The SUV dallied up to a red light. The engine hummed calmly as each person worked through his or her thoughts. Van Pelt turned to him again.
"What do you think triggered them?"
Jane looked at her with quiet energy.
"It just so happens that Mrs. Lanner started seeing someone a while ago, someone whom Veronica didn't seem to approve of. I say that whatever the reason for her death can be traced back to this mystery suitor. We should check up him first before we do anything else."
He was looking at Lisbon now. Van Pelt glanced at her too. The team leader had been gazing distractedly at the unchanging traffic light, but now she turned her head and gave Jane a look.
"You just want to make this as complicated as possible."
Jane grinned widely.
"You know you like it."
He paused.
"Besides, the evidence wouldn't be complete without the testimony of everyone who had been close to the victim in recent days."

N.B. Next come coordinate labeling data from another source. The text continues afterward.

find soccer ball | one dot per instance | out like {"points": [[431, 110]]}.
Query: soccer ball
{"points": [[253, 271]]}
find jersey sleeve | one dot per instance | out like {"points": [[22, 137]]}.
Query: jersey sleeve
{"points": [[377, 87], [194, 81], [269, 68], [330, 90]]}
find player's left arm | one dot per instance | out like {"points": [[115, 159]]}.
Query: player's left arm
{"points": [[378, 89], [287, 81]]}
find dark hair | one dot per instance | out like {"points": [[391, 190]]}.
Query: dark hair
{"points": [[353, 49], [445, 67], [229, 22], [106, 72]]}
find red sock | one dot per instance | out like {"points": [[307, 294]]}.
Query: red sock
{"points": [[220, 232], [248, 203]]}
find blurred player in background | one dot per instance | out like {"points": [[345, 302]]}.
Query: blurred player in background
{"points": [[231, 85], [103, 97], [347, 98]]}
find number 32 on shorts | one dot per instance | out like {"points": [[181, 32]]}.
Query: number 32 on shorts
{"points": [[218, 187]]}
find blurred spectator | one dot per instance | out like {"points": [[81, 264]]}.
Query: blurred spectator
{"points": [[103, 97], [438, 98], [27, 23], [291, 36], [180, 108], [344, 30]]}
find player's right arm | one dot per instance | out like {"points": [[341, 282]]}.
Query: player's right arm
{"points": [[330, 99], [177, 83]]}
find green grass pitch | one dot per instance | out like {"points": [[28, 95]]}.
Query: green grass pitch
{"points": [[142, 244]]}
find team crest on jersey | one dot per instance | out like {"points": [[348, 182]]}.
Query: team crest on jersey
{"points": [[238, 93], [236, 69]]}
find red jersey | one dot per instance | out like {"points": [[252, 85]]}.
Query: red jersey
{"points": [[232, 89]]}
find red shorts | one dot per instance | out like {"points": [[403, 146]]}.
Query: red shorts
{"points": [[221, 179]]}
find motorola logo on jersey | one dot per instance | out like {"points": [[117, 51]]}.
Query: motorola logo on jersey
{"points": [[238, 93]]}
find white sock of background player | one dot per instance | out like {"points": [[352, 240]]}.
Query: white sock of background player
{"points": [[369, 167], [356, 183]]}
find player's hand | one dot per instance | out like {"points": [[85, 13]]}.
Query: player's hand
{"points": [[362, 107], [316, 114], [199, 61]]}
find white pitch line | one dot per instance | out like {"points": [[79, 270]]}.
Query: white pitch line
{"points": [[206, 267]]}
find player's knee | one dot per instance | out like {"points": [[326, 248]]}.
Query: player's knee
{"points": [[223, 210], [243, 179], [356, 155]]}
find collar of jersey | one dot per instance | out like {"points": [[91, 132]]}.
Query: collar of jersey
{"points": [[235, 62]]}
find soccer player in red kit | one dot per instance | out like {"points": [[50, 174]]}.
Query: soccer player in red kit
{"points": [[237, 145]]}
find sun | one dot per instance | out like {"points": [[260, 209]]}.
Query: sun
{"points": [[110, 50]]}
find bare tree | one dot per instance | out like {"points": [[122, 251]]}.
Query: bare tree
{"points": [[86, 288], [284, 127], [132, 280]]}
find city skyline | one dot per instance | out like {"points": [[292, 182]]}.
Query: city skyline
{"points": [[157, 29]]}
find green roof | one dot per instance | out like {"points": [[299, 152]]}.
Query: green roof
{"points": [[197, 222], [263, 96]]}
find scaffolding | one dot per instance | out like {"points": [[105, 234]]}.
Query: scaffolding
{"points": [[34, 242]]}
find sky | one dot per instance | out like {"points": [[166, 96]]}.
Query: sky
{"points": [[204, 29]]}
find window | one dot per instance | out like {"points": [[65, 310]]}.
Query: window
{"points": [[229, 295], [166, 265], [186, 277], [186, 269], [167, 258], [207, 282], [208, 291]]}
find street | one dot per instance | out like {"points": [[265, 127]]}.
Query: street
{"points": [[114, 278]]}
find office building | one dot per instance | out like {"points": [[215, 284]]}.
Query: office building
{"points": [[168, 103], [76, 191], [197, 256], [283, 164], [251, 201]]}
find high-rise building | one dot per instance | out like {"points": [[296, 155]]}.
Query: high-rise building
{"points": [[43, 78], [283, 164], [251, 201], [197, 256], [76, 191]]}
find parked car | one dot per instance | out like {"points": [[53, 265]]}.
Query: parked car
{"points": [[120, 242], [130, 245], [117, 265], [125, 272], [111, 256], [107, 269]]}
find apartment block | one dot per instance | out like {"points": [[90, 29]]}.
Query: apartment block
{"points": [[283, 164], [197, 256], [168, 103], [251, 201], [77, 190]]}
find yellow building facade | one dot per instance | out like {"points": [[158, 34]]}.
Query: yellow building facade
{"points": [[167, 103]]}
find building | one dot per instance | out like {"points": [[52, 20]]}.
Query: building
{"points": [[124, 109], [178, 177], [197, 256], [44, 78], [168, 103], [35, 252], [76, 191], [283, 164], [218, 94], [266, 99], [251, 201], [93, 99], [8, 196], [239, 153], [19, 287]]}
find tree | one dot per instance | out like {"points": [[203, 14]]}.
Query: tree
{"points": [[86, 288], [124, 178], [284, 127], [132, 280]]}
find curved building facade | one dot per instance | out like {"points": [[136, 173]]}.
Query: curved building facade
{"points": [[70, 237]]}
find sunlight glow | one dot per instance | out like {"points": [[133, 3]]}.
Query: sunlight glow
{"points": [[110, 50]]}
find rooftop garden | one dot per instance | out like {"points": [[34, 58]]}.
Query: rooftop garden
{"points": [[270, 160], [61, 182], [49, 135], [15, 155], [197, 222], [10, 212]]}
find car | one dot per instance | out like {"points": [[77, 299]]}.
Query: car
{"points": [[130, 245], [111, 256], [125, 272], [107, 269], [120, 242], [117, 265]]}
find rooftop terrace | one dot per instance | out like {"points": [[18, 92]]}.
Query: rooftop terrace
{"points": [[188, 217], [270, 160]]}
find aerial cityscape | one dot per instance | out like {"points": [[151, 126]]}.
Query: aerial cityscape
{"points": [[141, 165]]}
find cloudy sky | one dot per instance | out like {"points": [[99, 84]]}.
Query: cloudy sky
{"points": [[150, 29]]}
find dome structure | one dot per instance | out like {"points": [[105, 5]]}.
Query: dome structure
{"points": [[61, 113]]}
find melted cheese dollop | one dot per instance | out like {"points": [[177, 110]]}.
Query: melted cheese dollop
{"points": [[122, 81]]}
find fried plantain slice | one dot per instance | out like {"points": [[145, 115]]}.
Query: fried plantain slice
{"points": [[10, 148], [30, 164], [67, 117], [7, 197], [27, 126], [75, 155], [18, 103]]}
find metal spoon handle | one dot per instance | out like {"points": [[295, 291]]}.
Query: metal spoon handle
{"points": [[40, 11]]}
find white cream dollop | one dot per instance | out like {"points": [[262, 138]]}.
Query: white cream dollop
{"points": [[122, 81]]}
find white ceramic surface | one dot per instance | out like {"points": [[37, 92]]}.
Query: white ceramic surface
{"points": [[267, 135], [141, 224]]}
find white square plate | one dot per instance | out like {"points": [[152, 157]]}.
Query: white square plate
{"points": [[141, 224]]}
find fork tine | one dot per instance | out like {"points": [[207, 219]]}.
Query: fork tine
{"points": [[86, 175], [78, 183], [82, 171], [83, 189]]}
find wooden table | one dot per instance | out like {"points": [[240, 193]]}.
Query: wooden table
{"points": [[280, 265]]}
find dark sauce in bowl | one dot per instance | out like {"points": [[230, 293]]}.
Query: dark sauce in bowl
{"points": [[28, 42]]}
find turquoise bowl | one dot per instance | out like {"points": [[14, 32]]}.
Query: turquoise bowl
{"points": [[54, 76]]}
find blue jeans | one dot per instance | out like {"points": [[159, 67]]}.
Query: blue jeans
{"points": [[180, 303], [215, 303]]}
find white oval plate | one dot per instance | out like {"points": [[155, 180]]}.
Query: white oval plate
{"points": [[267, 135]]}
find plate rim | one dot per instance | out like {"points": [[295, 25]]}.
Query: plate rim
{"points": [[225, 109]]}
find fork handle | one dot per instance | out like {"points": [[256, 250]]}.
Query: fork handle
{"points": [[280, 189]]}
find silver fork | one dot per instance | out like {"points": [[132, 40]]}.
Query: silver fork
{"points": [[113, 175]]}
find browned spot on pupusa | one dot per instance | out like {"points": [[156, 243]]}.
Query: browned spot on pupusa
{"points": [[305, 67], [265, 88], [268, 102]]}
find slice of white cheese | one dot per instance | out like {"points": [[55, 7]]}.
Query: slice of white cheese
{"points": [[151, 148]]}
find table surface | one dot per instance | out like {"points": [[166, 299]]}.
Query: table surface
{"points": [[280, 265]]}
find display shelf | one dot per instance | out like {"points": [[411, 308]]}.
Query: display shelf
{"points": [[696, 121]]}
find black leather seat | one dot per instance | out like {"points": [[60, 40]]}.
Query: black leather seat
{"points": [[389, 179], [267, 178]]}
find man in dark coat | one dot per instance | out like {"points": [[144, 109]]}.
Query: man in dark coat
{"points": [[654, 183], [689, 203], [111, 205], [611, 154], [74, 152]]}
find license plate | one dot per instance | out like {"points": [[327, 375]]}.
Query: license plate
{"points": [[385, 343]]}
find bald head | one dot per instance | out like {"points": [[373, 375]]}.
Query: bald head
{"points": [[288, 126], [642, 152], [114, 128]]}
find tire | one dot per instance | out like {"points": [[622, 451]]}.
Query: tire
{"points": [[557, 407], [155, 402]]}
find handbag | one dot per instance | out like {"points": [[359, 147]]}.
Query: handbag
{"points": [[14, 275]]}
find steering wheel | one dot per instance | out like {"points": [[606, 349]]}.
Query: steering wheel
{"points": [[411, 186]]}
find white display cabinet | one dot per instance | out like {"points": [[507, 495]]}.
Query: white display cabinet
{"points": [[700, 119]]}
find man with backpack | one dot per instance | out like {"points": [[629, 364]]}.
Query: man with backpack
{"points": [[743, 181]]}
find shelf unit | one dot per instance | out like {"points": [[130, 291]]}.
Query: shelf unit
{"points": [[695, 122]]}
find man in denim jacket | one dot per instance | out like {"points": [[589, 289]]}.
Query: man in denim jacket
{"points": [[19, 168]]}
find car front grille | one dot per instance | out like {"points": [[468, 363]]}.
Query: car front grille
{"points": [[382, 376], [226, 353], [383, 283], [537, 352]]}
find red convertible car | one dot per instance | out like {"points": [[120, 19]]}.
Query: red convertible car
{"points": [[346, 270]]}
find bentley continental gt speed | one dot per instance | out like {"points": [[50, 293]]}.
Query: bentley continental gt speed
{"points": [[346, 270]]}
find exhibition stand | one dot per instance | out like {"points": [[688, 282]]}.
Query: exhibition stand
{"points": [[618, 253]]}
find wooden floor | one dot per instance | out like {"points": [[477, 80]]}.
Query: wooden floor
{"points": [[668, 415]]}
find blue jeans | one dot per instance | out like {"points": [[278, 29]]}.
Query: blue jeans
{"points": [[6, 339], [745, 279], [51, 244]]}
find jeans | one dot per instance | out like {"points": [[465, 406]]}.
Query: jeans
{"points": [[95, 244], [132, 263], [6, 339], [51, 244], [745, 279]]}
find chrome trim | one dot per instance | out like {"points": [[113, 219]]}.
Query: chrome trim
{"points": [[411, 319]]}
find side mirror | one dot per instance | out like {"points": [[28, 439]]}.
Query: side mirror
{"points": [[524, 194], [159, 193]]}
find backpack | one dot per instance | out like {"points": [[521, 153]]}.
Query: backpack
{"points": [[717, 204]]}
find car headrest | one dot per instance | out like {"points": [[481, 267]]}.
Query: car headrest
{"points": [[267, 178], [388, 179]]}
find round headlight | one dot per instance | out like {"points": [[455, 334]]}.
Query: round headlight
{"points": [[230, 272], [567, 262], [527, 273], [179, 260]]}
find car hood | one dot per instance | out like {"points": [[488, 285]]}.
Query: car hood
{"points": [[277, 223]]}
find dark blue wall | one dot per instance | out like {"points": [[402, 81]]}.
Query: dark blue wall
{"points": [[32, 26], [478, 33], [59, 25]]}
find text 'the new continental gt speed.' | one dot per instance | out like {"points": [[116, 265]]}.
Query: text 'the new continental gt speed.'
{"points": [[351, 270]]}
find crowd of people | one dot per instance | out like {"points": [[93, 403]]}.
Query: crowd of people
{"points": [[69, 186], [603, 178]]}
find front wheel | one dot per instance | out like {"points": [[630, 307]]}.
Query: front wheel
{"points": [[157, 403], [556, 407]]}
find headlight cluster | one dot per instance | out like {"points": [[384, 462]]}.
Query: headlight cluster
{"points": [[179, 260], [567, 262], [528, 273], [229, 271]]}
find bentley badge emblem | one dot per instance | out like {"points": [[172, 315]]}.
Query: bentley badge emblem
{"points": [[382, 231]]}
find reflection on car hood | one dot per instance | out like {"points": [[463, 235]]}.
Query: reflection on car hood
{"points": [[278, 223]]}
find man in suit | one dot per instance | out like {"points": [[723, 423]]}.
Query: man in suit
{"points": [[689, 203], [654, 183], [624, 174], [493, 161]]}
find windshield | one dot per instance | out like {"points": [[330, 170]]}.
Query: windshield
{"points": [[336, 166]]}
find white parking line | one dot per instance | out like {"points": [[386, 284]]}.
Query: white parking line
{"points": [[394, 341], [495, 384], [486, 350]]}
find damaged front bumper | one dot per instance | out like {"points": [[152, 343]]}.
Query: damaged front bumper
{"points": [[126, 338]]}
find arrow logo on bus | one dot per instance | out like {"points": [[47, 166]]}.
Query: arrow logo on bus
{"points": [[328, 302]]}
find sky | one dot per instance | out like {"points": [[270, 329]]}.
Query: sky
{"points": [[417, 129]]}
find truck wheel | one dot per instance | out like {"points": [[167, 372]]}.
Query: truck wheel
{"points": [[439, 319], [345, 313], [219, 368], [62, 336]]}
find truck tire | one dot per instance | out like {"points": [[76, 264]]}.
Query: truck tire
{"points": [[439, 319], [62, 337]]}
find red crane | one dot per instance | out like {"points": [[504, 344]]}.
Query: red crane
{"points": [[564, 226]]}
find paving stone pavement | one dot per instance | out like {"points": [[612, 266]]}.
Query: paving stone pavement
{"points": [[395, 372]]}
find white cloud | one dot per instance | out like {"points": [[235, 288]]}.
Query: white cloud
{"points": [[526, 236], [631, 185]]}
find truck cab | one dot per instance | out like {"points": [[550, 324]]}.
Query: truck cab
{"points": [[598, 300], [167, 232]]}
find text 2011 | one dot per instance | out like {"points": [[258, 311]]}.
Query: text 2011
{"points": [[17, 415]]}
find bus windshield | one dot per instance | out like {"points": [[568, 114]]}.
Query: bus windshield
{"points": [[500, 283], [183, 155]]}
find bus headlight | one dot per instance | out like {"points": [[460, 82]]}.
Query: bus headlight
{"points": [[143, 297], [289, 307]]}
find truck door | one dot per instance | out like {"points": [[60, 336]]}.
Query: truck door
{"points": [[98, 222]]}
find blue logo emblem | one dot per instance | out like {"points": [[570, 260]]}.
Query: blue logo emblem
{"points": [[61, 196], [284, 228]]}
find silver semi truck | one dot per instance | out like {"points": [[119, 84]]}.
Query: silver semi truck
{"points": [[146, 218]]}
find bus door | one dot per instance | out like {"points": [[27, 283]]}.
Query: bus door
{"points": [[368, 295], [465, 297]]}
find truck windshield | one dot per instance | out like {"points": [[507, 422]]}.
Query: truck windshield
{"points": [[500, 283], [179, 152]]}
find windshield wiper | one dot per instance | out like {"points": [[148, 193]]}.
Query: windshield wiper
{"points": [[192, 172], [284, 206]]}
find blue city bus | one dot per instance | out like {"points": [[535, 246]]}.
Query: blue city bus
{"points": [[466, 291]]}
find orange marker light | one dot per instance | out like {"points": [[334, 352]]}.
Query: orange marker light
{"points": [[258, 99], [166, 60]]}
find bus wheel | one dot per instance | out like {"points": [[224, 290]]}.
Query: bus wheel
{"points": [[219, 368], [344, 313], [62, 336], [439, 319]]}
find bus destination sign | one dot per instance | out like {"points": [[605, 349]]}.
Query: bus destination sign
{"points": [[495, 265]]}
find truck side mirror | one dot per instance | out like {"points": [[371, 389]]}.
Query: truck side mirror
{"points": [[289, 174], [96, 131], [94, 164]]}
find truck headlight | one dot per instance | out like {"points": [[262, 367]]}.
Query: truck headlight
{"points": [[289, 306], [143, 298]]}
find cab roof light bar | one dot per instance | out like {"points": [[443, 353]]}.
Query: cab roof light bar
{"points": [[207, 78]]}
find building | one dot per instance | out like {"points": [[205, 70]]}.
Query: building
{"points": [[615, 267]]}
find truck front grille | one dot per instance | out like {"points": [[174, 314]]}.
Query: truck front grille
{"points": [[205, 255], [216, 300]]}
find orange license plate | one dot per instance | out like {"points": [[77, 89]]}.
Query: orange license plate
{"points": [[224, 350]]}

Lisbon drummed her fingers softly against the plastic arch of the steering wheel, eyes back on the traffic lights. She fancied she could feel the others holding their breath. Waiting, waiting.
The light turned green.
"Alright," she said, "let's go ask her."
Jane smiled and held on as the black SUV executed a clean and quite illegal U-turn at the intersection, heading back to the house of mourning.